Databricks Q1 Roadmap: W2W4

Matt Weingarten
3 min readFeb 22, 2024

--

Created by Kyle Shanahan’s 2nd-half playcalls

Introduction

Each quarter, Databricks has a product roadmap webinar to build the hype for some of the latest and greatest features we’ll soon have access to. Here are my top takeaways from today’s unveiling.

Unity Catalog

Databricks is all-in on Unity Catalog and the future that it’ll provide in the quest to build a data intelligence platform. It probably doesn’t come as much of a surprise that a good portion of today’s discussion was dedicated to things coming our way in Unity.

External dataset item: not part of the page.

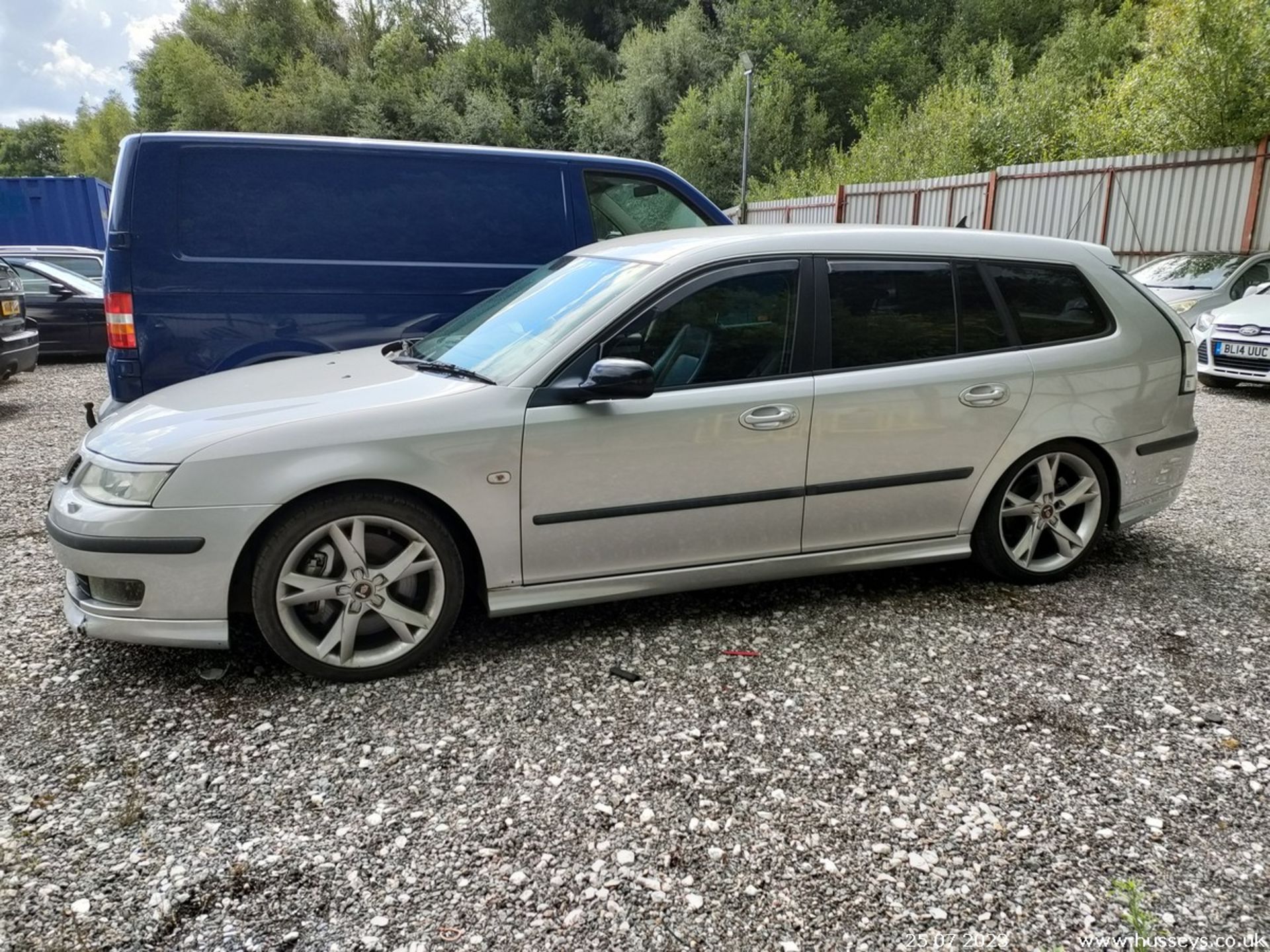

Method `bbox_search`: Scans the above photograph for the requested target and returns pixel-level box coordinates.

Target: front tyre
[251,493,464,680]
[972,440,1109,585]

For starters, Unity Catalog is now the default, meaning that any new workspaces will come with that catalog set up originally instead of having to do additional work to make that a reality. One of the cooler features that was mentioned was that Unity will be supporting external databases and warehouses. While having everything in Unity should suffice, it’s good to know that data sources like Redshift and even Snowflake will be covered as well.

In terms of performance, Parquet reads have been significantly sped up in Unity (up to 30x compared to before), which is why I need to run away from this post and get back to my team’s ongoing Unity migration (Delta or Iceberg hopefully coming soon, though). Materialized views will also soon be supported, which is another win for those looking to speed up expensive queries.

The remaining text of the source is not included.